For each move, you could choose any m (1≤m≤n) washing machines, and pass one dress of each washing TS adjacent washing machines at the same time.
Given an integer array representing the number of dresses in each washing machine from left to right on the line, you shou LD Find the minimum number of moves to make all the washing machines has the same number of dresses. If It isn't possible to do it, return-1.
At first glance, we may think of whether we can solve the problem with DP, after all, like the question of the most value, it is easy to associate with DP. That's the way it is.

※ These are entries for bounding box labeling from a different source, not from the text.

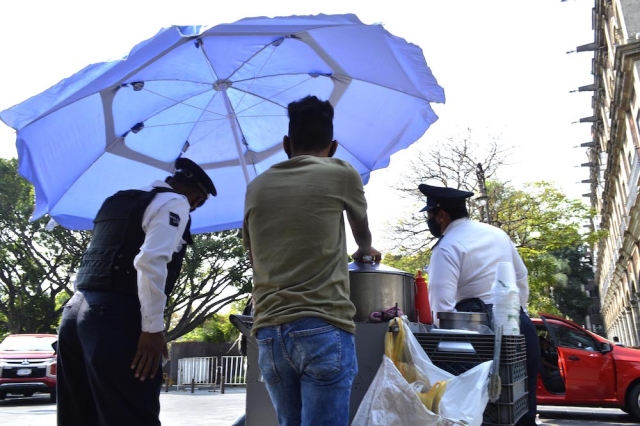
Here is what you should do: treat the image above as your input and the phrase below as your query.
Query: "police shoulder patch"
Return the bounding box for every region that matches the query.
[169,212,180,227]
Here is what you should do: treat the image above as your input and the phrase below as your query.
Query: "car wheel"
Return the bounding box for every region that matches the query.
[625,383,640,420]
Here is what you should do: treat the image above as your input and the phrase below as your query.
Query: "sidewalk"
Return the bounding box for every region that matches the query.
[0,387,246,426]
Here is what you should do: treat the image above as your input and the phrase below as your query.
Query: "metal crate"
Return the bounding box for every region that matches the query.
[414,333,527,364]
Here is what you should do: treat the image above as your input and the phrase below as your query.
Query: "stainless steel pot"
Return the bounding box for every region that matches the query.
[349,262,416,322]
[438,312,489,330]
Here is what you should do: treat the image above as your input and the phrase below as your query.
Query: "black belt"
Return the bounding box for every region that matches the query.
[456,297,493,314]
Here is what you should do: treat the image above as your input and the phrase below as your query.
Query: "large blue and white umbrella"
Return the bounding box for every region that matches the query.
[0,14,444,233]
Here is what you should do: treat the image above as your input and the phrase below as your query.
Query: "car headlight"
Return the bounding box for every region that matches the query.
[46,361,58,377]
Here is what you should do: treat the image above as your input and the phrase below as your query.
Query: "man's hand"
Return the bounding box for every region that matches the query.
[131,331,169,381]
[351,247,382,263]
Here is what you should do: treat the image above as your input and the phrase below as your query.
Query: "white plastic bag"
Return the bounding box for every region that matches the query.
[351,323,492,426]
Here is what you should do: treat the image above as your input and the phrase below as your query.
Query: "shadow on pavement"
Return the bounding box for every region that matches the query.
[538,410,638,426]
[0,394,56,412]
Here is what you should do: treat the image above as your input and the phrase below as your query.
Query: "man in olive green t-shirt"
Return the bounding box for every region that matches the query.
[243,96,381,426]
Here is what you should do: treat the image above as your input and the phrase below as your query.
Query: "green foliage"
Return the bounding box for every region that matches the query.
[179,301,246,343]
[0,159,89,334]
[390,176,602,321]
[489,182,598,319]
[382,249,431,275]
[165,230,251,340]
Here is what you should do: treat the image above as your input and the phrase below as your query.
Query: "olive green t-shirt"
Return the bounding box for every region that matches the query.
[242,155,367,333]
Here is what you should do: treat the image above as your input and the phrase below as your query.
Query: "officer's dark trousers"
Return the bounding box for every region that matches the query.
[57,291,162,426]
[517,308,540,426]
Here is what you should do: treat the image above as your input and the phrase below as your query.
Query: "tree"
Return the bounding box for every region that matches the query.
[165,230,251,341]
[386,128,512,255]
[385,163,602,319]
[0,159,251,340]
[179,300,246,343]
[382,249,431,275]
[0,159,89,334]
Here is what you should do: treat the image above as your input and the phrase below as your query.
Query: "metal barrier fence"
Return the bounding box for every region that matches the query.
[220,356,247,385]
[177,356,247,390]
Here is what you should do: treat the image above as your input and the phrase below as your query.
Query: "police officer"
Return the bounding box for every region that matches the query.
[418,184,540,426]
[57,158,216,426]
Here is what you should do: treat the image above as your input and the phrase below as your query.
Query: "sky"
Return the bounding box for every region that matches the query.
[0,0,593,250]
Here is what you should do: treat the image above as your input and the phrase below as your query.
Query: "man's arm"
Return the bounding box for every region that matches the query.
[131,196,189,380]
[347,212,382,263]
[429,248,460,325]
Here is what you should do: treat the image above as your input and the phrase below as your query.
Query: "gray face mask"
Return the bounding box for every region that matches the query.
[427,216,442,238]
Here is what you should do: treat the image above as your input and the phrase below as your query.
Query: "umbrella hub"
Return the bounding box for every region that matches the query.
[213,80,233,92]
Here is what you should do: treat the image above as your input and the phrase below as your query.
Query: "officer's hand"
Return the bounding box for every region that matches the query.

In the first step, we determine whether all machines can be successfully assigned to the same group M. It's easy to judge, not to repeat it here. With this step, we can get the final number of machine per heap (if it can be successfully assigned to the same group M), remember N.
Next, let's look at how to break this problem down into sub-problems, so it's easy to solve with DP. We start by looking at the first element of the array.
In the first case, the element is =n. This indicates that the first heap has no need to do any more moving. We only need a solution to the remaining array (from the second start to the end), and the solution to the sub-array is the solution to our whole problem.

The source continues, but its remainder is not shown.